Assuming the websites are using images of appropriate dimensions (that is, not using huge images and relying on browser downscaling, which is a bad practice in any case), you can quite easily do the math. A 1080p screen is about 2 megapixels, a 4K screen is about 8 megapixels. If your images decode at 50 Mpx/s, that's 25 full screens (or 6 full screens at 4K) per second. You need to scroll quite quickly and have a quite good internet connection before decode speed will become a major issue, whether for UX or for battery life. Much more likely, the main issue will be the transfer time of the images.
Aside from all points you raise I find the discussion about battery life a little absurd in light of how negligible it is compared to the impact poorly written JavaScript in the context of web apps. For example, I noticed this morning that my bank somehow pins one CPU thread to 100% usage whenever I have their internet banking site open, even when nothing is being done. AFAIK there is no cryptocurrency nonsense going on, and the UI latency is pretty good too, so my best guess is that their "log out automatically after ten minutes of inactivity" security feature is implemented through constant polling.

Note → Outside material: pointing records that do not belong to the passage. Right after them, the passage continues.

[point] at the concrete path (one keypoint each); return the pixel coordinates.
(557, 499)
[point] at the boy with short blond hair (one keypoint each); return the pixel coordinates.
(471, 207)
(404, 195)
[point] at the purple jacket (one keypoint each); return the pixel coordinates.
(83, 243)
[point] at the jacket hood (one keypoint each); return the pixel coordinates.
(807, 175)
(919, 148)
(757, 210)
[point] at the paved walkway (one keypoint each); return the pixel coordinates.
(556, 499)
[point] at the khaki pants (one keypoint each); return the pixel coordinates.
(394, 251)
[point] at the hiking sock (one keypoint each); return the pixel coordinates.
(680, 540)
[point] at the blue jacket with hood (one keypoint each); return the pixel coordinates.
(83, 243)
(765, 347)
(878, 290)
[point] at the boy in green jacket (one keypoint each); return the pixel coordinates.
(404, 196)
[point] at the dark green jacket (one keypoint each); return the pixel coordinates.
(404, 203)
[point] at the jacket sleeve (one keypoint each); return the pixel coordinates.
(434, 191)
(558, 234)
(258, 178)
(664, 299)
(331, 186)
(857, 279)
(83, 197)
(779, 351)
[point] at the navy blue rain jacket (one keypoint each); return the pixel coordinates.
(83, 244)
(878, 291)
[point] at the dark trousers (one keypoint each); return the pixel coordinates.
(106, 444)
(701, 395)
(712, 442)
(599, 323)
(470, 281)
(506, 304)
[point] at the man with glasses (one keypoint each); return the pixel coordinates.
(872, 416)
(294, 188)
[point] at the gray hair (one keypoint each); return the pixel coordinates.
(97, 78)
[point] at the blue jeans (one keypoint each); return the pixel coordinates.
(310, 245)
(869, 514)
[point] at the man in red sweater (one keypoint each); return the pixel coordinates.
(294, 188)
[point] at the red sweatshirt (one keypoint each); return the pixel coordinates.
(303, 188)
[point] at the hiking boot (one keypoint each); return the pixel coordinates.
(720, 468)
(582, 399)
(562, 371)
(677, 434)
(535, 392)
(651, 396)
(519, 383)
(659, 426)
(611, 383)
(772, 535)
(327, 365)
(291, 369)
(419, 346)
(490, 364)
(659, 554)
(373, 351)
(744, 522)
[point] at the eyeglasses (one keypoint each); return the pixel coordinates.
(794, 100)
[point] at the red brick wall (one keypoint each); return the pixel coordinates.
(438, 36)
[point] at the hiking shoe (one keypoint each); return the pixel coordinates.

And the one you're replying to is also talking about battery life. The energy needed to display an image for a few seconds is probably higher than the energy needed to decode it.
OTOH video decoding is highly likely to be hardware accelerated on both laptops and smartphones.
> For still images, the main thing that drains your battery is the display, not the image decoding :)
I wonder if it becomes noticeable on image-heavy sites like tumblr, 500px, etc.